From 9036702eb645acaf3ec660d511c62b09b816f73e Mon Sep 17 00:00:00 2001
From: Craig Ringer <craig@2ndquadrant.com>
Date: Mon, 3 Apr 2017 17:31:19 +0800
Subject: [PATCH 2/3] Support conflict with standby on logical walsender

Detect and resolve conflicts between walsenders or SQL-level
logical decoding sessions and catalog_xmin advances. Refuse to
start decoding from a logical slot whose catalog_xmin is below
the cluster-wide known-safe threshold so new sessions cannot
start.

Slots are not persistently marked as invalid and will continue to hold down
xlog and (on master) catalog retention.
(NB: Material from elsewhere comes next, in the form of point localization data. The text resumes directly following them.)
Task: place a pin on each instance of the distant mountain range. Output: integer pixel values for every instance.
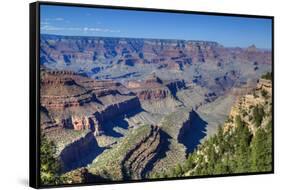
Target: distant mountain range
(108, 103)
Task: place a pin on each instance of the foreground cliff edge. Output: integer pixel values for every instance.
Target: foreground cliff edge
(141, 109)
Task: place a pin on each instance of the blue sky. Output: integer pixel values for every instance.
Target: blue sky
(228, 31)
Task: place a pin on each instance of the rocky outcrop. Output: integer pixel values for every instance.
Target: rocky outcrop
(154, 89)
(76, 102)
(135, 161)
(176, 55)
(258, 100)
(80, 152)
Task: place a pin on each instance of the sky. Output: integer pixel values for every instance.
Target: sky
(226, 30)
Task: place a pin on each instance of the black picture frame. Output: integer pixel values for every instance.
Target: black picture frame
(34, 90)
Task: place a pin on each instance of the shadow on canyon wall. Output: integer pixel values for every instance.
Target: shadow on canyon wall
(192, 131)
(80, 153)
(120, 121)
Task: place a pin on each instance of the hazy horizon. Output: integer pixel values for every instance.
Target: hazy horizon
(228, 31)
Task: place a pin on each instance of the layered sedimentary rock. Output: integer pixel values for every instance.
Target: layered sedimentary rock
(153, 88)
(80, 152)
(95, 55)
(76, 102)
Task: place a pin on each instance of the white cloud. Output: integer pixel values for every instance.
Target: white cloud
(87, 30)
(59, 19)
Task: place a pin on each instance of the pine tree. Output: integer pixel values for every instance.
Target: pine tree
(49, 165)
(261, 151)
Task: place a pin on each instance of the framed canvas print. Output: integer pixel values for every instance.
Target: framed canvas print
(120, 94)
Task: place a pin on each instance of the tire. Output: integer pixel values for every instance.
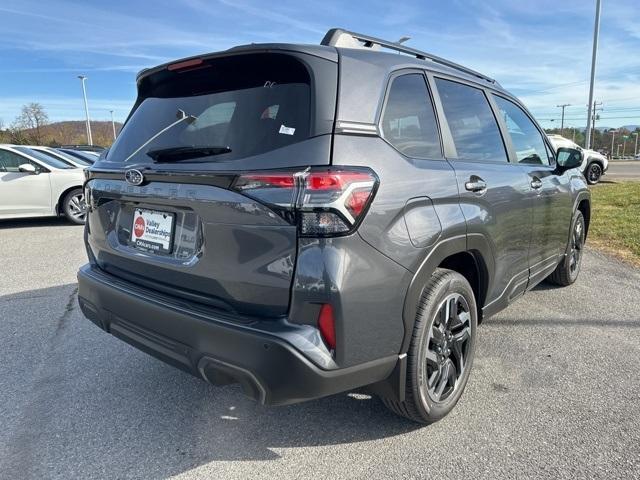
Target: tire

There is no way to restore them to
working order, so the application or administrator must drop them
to release resources.
---
 src/backend/access/heap/heapam.c          |   2 +-
 src/backend/access/transam/xact.c         |   6 +-
 src/backend/access/transam/xlog.c         |   3 +-
 src/backend/replication/logical/logical.c | 135 ++++++++++++++++++++++++++++++
 src/backend/replication/slot.c            |   4 +-
 src/backend/replication/walsender.c       |  14 +---
 src/backend/storage/ipc/procarray.c       |  51 +++++++++++
 src/backend/storage/ipc/procsignal.c      |   3 +
 src/backend/storage/ipc/standby.c         |   7 +-
 src/backend/tcop/postgres.c               |  43 +++++++---
 src/include/storage/procarray.h           |   2 +
 src/include/storage/procsignal.h          |   1 +
 src/include/storage/standby.h             |   3 +
 13 files changed, 241 insertions(+), 33 deletions(-)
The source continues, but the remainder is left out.